Coles opens at six in the morning. The usual early checkout lady is here, speaking her accented English. (As if I do not, as if we do not all, declare our origins whenever we speak.)
‘Are you from Israel?’ – I ask.
‘Where should I be from?’
She’s Israeli alright.
I tell her my wife and grandkids and I estivated in Israel just a couple of weeks ago.
‘To visit Israel is wonderful’, she says. Her voice works fractionally harder on ‘visit.’ Her emphasis is to teach me something undeclared: to go there and stay is not so wonderful.
Her busy face looks up at me: ‘Do you really want to pay $7.90 for this celery? Organic?? You don’t look so rich. Go, get normal celery, two dollars fifty.’
‘That celery is better. Sometimes organic is not organic.’ Her face, usually set too dour for conversation, opens. The checkout lady finds time this morning to soften our transaction, to confess whatever it is she has been carrying for this long time: ‘To live in Israel is hard. The stress, the bombs, every day – the stress.’
Grey day. Not cold, just damp, a case of Melbourne having weather instead of a climate. Striding along Collins Street to keep an appointment, I sight ahead of me in the gloom a lone figure sawing away at a violin. The sounds, initially thin, fill and broaden as I near the performer, a slender young woman. Closer now, and the sound is rich and spacious under the leaden canopy of wet cloud.
The violinist stands alone in her parallelogram of space as Melbourne’s skulkers scuttle to shelter.
I chuck a coin into her empty violin case, thanking her for beautifying this unbeautiful day.
Further down Collins Street, I stand in the drizzle awaiting my appointed meetee. A thin man approaches, veers towards me and slows: “Wanna buy a diamond ring?”
Seventy-year old ears don’t pick up such fine print.
Did he ask for money? He looks like he could go a feed.
My hand locates the ten dollar note in my pocket.
Uncertain, I ask: “What did you say?”
“Do you want to buy a diamond ring?”
The thin man flashes a thin silvery band before clenching his hand around the ring.
“What? No thanks. I don’t need a ring. Thank you.”
The man peers. He is shorter than I am. He sights my kippah.
“Are you a Jew?”
“That’s good”, he says. Reassuring me. “You wouldn’t have a spare dollar…?”
My ready hand finds the ready note and produces it. The man palms the note, opens and considers it, then says, “You wouldn’t have another ten, would you?”
“Piss off!” Smiling.
The man extends a skinny arm. His paw pats my shoulder –
“Thanks sir” – then slopes away up Collins Street.
Two young coppers stand at the corner. Both wear guns. Sundry hardware hangs from their belts. One of the two carries a slim metal cylinder in his gloved hands. The latex gloves are sky blue, the shiny cylinder. He walks to the wheelie bin and drops the cylinder delicately before turning to join his friend and a tall, thin, older man. The thin man gangles and sways. He is grey, all grey – his hair, his beard, his bushy eyebrows, even his track suit pants. (Is there any garment more expressive of neglect than track suit pants? Apparel for vomiting in!)

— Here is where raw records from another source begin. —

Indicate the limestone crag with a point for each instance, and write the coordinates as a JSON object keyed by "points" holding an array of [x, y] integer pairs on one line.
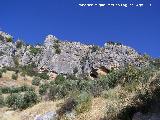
{"points": [[67, 57]]}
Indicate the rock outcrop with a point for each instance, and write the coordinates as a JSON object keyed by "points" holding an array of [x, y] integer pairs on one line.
{"points": [[67, 57]]}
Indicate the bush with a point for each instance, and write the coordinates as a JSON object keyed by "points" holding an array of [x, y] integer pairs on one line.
{"points": [[28, 70], [19, 44], [56, 47], [94, 48], [35, 51], [14, 76], [11, 100], [36, 81], [43, 89], [2, 102], [19, 101], [60, 79], [84, 102], [0, 74], [75, 70]]}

The young officer walks up to the thin man, takes the older man’s arm gently in his hand and leads him to the Police wagon. The second officer opens the door to the mini-cell that is the prisoner’s compartment. Tenderly the officers hand the man into the interior. They protect his head from the low sill of the cabin, they bend his legs, then straighten him up before belting him in and closing the door carefully. The young men could not handle Mister Thin more tenderly if he was their grandfather.
My patient used to be a copper. He works now for the Council, in Security. He injured his spine at work a couple of months ago and as his spine is about sixty it heals slowly. In the course of those months I have come to know him moderately well. We have established a routine: he comes in, he sits down and complains a little. I listen, examine and record. Then I complete tedious worker’s insurance forms. While I write the security officer confesses. He tells me how certain police of his former acquaintance would be a little ungentle while interrogating a suspect. He winks. He tells me how acquaintances would visit brothels where favours were expected and received. ‘Police and brothels, bad combination.’ He winks. I am to understand he is giving me his confession.
People tell me things. I remember the man who told me how brutally the hospital staff manhandled him when all he did was threaten to cut someone’s throat. The patient told me how he planned to go back to that hospital with a bomb. I asked my patient not to tell me things like that. I told him I have to report conversations of that sort to the police.
My patient told me he would ‘fucking kill those bitches who work for you.’ Those bitches were young women. They left my employment.
I wonder what prompts my patient to tell me these things. I wish he did not.